This is an exploratory analysis on fine particulate matter (PM2.5), which is an ambient air pollutant with strong evidence that it is harmful to humans. The assignment is part of Coursera’s Exploratory Data Analysis course through the data science specialization offered by Johns Hopkins University. The figures are just meant to provide insights about potential relationships that can be further analyzed. First, the data need to be downloaded and read into R.
#setwd before running code
data1 <- "pm25_data.zip"
#download the file
if(!file.exists(data1)){
fileURL <- "https://d396qusza40orc.cloudfront.net/exdata%2Fdata%2FNEI_data.zip"
download.file(fileURL, data1, method = "curl")
}
#unzip the file
if(!file.exists("pm25_data.txt")){
unzip(data1)
}
NEI <- readRDS("summarySCC_PM25.rds")
SCC <- readRDS("Source_Classification_Code.rds")
Next, load in the necessary R packages.
library(dplyr)
library(ggplot2)
NEI$year <- as.character(NEI$year)
total_emissions <- with(NEI, tapply(Emissions, year, sum, na.rm = TRUE))
plot(total_emissions/10^6,xaxt ='n', type = "l", xlab = "Year",
ylab = "Total PM2.5 Emissions in Megatons",
main = "PM2.5 Trend in the USA from 1999-2008")
axis(1, 1:4, labels = c("1999", "2002", "2005", "2008"))
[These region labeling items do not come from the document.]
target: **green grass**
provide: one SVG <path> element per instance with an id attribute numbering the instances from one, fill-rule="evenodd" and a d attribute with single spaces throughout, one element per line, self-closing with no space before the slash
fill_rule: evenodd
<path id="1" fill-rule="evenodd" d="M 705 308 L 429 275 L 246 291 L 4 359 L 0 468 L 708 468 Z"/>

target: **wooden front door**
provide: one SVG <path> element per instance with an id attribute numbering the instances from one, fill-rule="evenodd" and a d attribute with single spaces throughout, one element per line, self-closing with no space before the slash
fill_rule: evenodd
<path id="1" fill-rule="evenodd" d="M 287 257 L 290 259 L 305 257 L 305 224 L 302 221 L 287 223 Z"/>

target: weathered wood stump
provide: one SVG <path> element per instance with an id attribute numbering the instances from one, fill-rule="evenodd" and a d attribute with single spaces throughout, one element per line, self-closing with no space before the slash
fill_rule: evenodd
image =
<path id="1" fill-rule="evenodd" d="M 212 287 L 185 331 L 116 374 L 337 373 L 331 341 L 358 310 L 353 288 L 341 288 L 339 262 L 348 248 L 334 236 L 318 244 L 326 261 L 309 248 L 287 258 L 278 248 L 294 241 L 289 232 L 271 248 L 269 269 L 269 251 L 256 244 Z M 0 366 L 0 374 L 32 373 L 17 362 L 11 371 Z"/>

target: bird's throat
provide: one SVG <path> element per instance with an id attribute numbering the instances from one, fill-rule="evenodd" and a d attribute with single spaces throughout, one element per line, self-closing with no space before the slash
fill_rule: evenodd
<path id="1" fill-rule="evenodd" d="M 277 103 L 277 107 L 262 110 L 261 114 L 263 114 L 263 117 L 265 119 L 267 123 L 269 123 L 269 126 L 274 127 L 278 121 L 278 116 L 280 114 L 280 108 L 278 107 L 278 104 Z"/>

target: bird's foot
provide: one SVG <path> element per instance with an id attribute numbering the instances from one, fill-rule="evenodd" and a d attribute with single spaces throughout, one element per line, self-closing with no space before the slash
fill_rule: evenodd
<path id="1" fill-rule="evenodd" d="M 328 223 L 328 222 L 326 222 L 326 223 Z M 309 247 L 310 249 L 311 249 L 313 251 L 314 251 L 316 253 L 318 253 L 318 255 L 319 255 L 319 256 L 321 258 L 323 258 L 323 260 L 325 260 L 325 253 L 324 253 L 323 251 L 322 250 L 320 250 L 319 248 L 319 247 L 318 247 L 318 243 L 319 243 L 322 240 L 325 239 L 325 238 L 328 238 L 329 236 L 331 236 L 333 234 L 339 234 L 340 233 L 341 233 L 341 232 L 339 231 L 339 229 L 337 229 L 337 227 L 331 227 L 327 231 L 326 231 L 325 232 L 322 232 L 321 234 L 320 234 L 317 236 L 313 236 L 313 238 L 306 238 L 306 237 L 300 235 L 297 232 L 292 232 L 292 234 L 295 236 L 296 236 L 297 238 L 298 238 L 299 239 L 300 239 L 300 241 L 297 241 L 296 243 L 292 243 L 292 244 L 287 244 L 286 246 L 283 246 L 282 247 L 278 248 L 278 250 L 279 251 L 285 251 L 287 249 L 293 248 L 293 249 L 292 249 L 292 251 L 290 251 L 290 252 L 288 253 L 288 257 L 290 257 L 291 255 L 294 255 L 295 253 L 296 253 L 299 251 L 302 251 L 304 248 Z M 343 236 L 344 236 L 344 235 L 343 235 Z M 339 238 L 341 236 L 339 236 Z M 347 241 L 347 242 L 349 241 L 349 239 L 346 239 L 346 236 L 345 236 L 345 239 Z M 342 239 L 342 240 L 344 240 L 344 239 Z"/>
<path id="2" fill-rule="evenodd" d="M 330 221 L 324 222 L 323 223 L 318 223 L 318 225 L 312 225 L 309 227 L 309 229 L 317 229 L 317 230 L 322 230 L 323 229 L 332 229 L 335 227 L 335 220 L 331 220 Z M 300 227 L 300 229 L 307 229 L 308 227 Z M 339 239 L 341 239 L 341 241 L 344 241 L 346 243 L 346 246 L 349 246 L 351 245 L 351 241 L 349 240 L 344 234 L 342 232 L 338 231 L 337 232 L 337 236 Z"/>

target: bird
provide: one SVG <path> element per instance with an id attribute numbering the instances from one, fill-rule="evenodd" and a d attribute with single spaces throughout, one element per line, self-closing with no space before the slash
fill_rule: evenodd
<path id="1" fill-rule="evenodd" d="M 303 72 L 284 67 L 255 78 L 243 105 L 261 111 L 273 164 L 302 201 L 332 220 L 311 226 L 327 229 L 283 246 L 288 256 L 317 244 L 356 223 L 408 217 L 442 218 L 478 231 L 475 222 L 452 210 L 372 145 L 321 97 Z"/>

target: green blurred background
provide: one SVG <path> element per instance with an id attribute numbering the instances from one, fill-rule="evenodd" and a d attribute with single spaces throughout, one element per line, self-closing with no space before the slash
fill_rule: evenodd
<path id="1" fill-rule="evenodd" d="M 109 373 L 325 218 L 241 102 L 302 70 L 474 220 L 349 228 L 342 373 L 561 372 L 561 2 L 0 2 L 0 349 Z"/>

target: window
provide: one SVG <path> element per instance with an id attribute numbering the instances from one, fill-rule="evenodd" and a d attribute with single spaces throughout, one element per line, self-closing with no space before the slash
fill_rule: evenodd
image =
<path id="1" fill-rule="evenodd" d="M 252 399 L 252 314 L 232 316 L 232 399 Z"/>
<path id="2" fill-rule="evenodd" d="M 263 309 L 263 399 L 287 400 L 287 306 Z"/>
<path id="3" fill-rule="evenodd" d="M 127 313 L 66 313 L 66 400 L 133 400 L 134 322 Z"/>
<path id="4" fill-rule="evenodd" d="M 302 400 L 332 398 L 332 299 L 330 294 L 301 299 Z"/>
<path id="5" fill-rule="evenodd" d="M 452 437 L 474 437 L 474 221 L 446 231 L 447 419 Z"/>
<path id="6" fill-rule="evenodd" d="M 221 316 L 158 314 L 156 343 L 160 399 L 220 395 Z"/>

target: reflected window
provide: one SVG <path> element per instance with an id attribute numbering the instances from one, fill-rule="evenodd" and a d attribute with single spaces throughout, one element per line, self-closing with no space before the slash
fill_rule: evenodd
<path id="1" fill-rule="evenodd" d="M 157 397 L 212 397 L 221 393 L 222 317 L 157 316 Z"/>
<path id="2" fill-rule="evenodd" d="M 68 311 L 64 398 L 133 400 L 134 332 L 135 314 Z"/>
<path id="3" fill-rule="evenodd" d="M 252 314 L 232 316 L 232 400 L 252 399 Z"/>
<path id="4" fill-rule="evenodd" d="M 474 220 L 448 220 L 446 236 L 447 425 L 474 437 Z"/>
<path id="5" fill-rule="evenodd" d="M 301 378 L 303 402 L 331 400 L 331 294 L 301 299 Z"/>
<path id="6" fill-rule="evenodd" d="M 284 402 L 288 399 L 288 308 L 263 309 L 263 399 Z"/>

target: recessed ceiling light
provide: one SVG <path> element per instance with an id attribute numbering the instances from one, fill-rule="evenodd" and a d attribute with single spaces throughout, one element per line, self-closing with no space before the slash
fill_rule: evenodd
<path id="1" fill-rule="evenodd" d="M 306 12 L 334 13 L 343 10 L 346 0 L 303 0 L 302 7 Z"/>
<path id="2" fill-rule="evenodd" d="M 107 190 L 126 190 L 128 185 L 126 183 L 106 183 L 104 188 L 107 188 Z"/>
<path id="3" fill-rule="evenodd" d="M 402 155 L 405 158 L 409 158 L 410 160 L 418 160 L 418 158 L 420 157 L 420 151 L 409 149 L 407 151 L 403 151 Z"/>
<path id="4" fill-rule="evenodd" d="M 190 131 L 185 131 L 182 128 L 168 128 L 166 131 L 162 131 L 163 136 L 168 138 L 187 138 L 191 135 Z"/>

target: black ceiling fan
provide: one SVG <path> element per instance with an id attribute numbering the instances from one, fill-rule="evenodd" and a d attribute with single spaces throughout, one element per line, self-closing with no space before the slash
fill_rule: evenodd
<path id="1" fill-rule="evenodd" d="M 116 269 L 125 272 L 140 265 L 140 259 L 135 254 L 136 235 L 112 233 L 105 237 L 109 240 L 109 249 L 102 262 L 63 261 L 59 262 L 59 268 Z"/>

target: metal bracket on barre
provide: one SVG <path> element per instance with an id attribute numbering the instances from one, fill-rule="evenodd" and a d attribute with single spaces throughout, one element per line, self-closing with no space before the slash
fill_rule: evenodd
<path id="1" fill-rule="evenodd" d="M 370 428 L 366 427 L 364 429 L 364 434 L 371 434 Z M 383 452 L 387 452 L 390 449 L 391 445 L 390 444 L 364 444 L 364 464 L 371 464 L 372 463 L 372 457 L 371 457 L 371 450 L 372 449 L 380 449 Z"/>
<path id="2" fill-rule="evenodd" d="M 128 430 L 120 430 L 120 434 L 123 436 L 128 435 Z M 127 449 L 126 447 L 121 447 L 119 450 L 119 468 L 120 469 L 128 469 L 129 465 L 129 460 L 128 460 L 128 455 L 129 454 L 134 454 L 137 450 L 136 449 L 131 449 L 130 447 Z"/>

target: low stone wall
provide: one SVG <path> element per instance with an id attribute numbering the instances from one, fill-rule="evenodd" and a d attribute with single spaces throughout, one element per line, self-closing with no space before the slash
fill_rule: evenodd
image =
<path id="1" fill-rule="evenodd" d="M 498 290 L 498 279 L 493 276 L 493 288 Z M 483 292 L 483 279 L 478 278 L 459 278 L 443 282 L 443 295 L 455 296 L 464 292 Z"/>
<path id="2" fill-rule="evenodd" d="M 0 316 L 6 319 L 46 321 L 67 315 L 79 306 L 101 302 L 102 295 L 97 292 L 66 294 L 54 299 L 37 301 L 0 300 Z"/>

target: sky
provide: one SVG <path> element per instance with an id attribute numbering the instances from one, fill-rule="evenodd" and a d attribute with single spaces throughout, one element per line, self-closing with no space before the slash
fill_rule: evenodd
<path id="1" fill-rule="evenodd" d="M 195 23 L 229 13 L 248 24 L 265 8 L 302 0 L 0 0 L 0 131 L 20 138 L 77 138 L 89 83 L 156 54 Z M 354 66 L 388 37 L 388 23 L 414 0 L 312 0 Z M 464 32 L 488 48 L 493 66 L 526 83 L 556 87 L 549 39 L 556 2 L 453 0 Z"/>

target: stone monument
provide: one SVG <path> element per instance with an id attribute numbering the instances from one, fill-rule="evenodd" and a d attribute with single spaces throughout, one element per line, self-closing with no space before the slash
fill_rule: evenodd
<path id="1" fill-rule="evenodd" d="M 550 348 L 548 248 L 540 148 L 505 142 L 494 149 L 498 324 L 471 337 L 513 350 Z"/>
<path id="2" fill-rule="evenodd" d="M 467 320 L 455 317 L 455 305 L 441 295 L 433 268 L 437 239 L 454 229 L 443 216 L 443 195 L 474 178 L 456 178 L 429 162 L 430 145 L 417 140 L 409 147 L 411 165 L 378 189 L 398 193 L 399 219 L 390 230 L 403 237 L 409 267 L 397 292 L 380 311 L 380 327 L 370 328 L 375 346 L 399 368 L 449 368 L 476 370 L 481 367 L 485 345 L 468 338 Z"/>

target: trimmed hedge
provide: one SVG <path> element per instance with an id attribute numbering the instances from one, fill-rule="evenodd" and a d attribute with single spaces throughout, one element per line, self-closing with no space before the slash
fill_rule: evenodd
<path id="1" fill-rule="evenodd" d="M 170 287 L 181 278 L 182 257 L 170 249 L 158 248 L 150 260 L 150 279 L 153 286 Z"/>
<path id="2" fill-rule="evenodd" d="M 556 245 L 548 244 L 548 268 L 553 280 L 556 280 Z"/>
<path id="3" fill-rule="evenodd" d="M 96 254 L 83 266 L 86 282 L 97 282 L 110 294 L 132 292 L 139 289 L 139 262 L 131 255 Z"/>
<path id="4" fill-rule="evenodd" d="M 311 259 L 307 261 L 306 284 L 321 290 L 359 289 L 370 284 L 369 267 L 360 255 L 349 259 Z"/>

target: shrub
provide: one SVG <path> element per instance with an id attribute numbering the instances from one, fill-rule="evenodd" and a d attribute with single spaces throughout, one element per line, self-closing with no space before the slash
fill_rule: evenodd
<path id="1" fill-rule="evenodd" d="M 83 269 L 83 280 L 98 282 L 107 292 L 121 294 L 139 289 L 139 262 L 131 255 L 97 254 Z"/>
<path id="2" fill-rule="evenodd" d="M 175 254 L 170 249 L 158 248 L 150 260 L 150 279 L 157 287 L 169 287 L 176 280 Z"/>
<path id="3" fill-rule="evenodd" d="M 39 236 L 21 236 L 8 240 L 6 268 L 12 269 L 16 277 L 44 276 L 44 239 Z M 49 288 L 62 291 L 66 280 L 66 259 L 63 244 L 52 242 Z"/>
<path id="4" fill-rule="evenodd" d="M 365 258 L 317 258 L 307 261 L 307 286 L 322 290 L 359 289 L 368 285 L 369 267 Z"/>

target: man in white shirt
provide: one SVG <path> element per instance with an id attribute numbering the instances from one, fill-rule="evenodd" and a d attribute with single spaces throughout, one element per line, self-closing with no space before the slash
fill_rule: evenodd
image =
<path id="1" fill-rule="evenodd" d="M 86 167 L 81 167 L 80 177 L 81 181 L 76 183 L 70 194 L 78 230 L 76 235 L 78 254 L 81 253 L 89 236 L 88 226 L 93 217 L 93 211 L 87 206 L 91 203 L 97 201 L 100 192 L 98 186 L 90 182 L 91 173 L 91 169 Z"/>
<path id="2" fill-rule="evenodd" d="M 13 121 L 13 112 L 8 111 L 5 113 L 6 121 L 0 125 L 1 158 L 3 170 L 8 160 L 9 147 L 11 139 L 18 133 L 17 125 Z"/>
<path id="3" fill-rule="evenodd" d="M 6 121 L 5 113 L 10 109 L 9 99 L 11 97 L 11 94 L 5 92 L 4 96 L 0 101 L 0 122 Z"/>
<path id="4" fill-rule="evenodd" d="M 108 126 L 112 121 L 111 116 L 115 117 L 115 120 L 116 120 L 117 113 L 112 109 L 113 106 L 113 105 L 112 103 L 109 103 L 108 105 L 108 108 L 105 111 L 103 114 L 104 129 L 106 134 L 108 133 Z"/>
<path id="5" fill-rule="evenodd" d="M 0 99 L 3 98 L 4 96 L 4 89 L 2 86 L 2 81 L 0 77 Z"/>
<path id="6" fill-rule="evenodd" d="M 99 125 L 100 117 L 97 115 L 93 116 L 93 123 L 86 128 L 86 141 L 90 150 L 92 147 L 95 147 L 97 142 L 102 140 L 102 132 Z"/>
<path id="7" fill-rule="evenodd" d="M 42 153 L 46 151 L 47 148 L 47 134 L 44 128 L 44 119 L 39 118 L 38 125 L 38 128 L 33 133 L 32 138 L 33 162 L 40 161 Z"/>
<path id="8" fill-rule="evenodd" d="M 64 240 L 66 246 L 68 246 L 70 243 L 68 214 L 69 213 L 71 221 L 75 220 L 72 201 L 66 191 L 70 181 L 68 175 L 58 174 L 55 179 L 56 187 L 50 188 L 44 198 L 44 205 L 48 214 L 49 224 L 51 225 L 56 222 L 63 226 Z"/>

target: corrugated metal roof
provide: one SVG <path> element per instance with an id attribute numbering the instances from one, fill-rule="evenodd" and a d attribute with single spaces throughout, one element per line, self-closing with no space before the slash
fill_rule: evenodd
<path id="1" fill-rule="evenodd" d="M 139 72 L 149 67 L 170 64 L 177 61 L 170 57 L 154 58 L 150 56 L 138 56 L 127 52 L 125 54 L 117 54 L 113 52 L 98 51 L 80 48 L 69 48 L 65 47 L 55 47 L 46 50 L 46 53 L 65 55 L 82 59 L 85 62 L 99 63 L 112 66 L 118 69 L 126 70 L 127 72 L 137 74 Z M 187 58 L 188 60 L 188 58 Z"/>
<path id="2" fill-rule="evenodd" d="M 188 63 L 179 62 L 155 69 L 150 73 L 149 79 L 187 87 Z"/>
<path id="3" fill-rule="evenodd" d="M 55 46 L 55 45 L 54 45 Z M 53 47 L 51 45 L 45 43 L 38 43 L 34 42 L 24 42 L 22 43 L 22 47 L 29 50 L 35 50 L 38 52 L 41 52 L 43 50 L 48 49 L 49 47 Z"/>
It appears PM2.5 has been decreasing in the United States for the specified period.
NEI$year <- as.character(NEI$year)
baltimore_emissions <- NEI %>%
filter(fips == "24510")%>%
group_by(year)%>%
summarize(sum_emissions = sum(Emissions, na.rm = T))
with(baltimore_emissions, plot(year, sum_emissions,
type = "l", ylab = "Total PM2.5 Emissions in tons", main =
"Total PM2.5 Emissions by Year in Baltimore, USA"))
with(baltimore_emissions, points(year, sum_emissions, pch = 20, col = "blue"))
Total emissions have decreased in Baltimore, but there was an increase in 2005.
NEI$type <- as.factor(NEI$type)
NEI$year <- as.integer(NEI$year)
baltimore_emissions <- NEI %>%
filter(fips == "24510")%>%
group_by(type, year) %>%
summarize(sum_emissions = sum(Emissions, na.rm = T))
ggplot(baltimore_emissions, aes(year, sum_emissions, col = type)) +
ylab("Total PM2.5 Emissions (tons)") +
ggtitle("PM 2.5 Levels by Source Type in Baltimore from 1998-2008") +
geom_point() +
geom_smooth(method = "lm", se = FALSE)
Of the four types, the only type that had a downward trend was “nonpoint” sources.
baltimore_motor_emissions <- NEI %>%
filter(fips == "24510" & type == "ON-ROAD") %>%
group_by(year)%>%
summarize(emissions = sum(Emissions, na.rm = T))
ggplot(baltimore_motor_emissions, aes(year, emissions)) +
geom_point(color = "blue", size = 3) +
geom_line(color = "blue") +
ylab("PM2.5 Emissions (tons)") +
ggtitle("PM2.5 Emissions from Motor Vehicles in Baltimore (1998-2008)")
Motor emissions have decreased in Baltimore.
NEI$fips[NEI$fips == "24510"] <- "Baltimore"
NEI$fips[NEI$fips == "06037"] <- "LA"
baltimore_vs_LA_motor_emissions <- NEI %>%
filter(fips == "Baltimore" & type == "ON-ROAD" | fips == "LA" & type == "ON-ROAD") %>%
group_by(year, fips)%>%
summarize(emissions = sum(Emissions, na.rm = T))
ggplot(baltimore_vs_LA_motor_emissions, aes(year, emissions, col = fips)) +
geom_point(pch = 20, size = 3) +
geom_smooth(method = "lm", se = FALSE) +
ylab("PM2.5 Emissions (tons)") +
ggtitle("PM2.5 Emissions from Motor Vehicles in Baltimore vs LA (1998-2008)")
Emissions have trended upward for LA, and the emissions are much higher compared to Baltimore.